Zitat Zitat von Jan Böttcher Beitrag anzeigen
Ich rate eher ab.

In der THEORIE hast Du bei ordentlich gemachter "moderner" Hausinstallation Schukosteckdosen MIT Erdung. In der Praxis kann man das prüfen, sollte man aber nur machen, wenn man ansatzweise Plan von der Materie hat und es sich nicht via www erklären lassen muß. Im Idealfall kennst Du jemanden mit einem Duspol, der prüft mal Phase gegen Erde und wenn Dein FI-Schutzschalter (stell' jemanden mit einer Taschenlampe daneben, mach Dich bereit, den Timer des Videorecorders und der Mikrowelle neu zu stellen) auslöst, ist alles gut ;-) Wenn Du keinen FI-Schutzschalter hast, dann ist die Installation "nicht ganz so modern" (Lass' es einen Profi machen!).

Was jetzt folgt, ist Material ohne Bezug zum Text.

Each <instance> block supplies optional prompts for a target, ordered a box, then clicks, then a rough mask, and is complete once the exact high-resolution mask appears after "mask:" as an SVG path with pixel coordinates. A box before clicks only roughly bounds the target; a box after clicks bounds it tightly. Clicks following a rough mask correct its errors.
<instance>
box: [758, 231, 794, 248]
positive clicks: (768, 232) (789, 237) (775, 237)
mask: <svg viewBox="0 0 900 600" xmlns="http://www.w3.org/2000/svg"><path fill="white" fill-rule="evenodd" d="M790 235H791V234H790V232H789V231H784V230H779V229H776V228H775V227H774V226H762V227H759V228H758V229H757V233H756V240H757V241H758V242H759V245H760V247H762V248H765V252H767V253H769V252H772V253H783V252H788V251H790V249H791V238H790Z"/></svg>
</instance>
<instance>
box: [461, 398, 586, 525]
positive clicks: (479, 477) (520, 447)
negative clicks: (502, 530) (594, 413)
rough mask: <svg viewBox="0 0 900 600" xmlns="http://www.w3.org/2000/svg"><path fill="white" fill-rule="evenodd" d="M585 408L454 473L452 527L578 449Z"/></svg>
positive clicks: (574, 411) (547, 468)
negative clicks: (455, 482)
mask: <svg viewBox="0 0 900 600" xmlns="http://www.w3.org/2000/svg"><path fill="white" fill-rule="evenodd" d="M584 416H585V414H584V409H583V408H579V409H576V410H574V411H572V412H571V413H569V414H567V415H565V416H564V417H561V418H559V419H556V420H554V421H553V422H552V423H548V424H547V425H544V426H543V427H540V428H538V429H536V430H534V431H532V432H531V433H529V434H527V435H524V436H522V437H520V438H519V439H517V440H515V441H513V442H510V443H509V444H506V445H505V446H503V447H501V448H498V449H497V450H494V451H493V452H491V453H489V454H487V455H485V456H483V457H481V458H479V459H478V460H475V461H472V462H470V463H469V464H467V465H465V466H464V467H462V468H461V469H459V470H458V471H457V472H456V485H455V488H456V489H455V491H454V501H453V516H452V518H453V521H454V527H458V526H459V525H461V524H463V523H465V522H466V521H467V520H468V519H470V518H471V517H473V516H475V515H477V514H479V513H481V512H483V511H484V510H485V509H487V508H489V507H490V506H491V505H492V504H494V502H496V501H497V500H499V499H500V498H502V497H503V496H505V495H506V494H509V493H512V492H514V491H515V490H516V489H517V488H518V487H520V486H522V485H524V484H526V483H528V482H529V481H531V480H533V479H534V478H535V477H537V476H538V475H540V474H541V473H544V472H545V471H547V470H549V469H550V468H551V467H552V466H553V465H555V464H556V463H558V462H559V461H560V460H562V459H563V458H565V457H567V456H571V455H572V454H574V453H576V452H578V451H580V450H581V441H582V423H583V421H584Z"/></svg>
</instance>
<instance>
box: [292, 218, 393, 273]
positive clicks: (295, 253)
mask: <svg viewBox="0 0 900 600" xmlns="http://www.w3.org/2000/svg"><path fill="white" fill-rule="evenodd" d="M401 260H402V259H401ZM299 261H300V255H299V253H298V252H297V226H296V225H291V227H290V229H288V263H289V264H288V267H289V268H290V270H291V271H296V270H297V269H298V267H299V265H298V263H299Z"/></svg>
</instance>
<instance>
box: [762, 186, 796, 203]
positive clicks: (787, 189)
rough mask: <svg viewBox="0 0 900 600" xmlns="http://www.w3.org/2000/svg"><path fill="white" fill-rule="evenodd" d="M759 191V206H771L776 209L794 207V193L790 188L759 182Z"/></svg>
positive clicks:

Häng' eine Matte oder ein Armband an die Heizung aber nicht an die Steckdose.
Ja, da muss man wirklich mit Bedacht vorgehen.

Ua. die komplette Elektroinstallation hier wurde in den 90ern neu gemacht. Im Schaltkasten hängt neben dem Firmenschild des Professionisten die Dokumentation dazu.

Das ist ein Plus.

Den FI-Schalter lass ich bei jeder Zeitumstellung runterklappen per Prüftaste.

Immerhin

Ich kann jetzt natürlich davon ausgehen, dass der Schutzleiter in der betreffenden Dose nicht, falsch oder korrekt angeschlossen ist. Im schlimmsten Fall ist er spannungsführend und hätte mir über die Schutzerdung meines Blech-PC bereits so manch heiteres Erlebnis beschert, der hängt über einer Verteilerleiste an dieser Dose.

Das ist ein Argument

Ich denke daher, dass ich es wagen kann, die Steckervariante zu wählen

Und wer weiß schon, wie der Heizkörper drauf ist.

Der ist natürlich aus Metall und lackiert. Vielleicht steht er aber unter Spannung, und nur der hochohmig wirkende Lack ließ uns hier noch am Leben? Ja, die Zuleitung ist blankes Metall, aber wir drehen nur am Kunststoffgriff des Ventils.